Heterogeneous computing refers to systems that use more than one kind of processor or cores. These systems gain performance or energy efficiency not just by adding the same type of processors, but by adding dissimilar coprocessors, usually incorporating specialized processing capabilities to handle particular tasks.

Usually heterogeneity in the context of computing referred to different instruction set architectures (ISA), where the main processor has one and the rest have another, usually a very different architecture (maybe more than one), not just a different microarchitecture (floating point number processing is a special case of this not usually referred to as heterogeneous). E.g. ARM big.LITTLE is an exception where the ISAs of cores are the same and heterogeneity refers to the speed of different microarchitectures of the same ISA, then making it more like a symmetric multiprocessor (SMP).

In the past heterogeneous computing meant different ISAs had to be handled differently, while a modern example, Heterogeneous System Architecture (HSA) systems, eliminate the difference (for the user); use multiple processor types (typically CPUs and GPUs), usually on the same integrated circuit, to provide the best of both worlds: general GPU processing (apart from its well-known 3D graphics rendering capabilities, it can also perform mathematically intensive computations on very large data sets), while CPUs can run the operating system and perform traditional serial tasks.

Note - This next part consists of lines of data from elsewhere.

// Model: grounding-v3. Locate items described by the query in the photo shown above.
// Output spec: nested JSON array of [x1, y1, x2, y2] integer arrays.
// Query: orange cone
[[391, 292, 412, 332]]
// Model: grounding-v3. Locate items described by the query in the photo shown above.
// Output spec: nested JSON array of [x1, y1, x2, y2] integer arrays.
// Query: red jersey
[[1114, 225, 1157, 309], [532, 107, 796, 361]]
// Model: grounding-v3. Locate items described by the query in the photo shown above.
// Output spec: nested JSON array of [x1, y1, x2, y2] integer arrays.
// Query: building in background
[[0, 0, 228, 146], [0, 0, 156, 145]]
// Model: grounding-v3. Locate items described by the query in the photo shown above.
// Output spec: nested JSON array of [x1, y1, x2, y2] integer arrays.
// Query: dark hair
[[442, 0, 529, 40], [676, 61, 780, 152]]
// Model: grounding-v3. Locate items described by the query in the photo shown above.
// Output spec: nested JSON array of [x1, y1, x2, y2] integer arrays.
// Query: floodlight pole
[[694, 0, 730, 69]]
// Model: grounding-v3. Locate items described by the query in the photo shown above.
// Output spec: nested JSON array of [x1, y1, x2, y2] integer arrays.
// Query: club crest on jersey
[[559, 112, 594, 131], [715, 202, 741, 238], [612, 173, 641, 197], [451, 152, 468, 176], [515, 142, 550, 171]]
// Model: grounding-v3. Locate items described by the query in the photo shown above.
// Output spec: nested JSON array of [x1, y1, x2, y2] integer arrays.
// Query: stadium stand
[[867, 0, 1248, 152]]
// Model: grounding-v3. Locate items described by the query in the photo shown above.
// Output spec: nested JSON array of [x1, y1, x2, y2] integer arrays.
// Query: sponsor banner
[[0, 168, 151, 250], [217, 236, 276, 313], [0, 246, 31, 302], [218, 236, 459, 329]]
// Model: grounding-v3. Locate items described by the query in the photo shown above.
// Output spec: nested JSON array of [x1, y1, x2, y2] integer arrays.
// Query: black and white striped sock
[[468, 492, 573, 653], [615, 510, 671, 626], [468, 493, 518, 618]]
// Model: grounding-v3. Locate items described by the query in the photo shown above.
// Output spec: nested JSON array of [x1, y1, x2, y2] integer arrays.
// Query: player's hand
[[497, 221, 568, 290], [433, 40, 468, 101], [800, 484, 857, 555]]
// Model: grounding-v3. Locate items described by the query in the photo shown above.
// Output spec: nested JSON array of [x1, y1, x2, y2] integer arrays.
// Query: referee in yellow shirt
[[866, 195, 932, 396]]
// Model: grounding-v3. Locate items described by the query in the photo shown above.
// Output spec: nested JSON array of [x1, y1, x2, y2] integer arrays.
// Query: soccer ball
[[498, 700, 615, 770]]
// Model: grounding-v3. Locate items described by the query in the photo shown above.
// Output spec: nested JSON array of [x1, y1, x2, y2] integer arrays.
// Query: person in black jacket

The level of heterogeneity in modern computing systems is gradually increasing as further scaling of fabrication technologies allows for formerly discrete components to become integrated parts of a system-on-chip, or SoC. For example, many new processors now include built-in logic for interfacing with other devices (SATA, PCI, Ethernet, USB, RFID, Radios, UARTs, and memory controllers), as well as programmable functional units and hardware accelerators (GPUs, cryptography co-processors, programmable network processors, A/V encoders/decoders, etc.).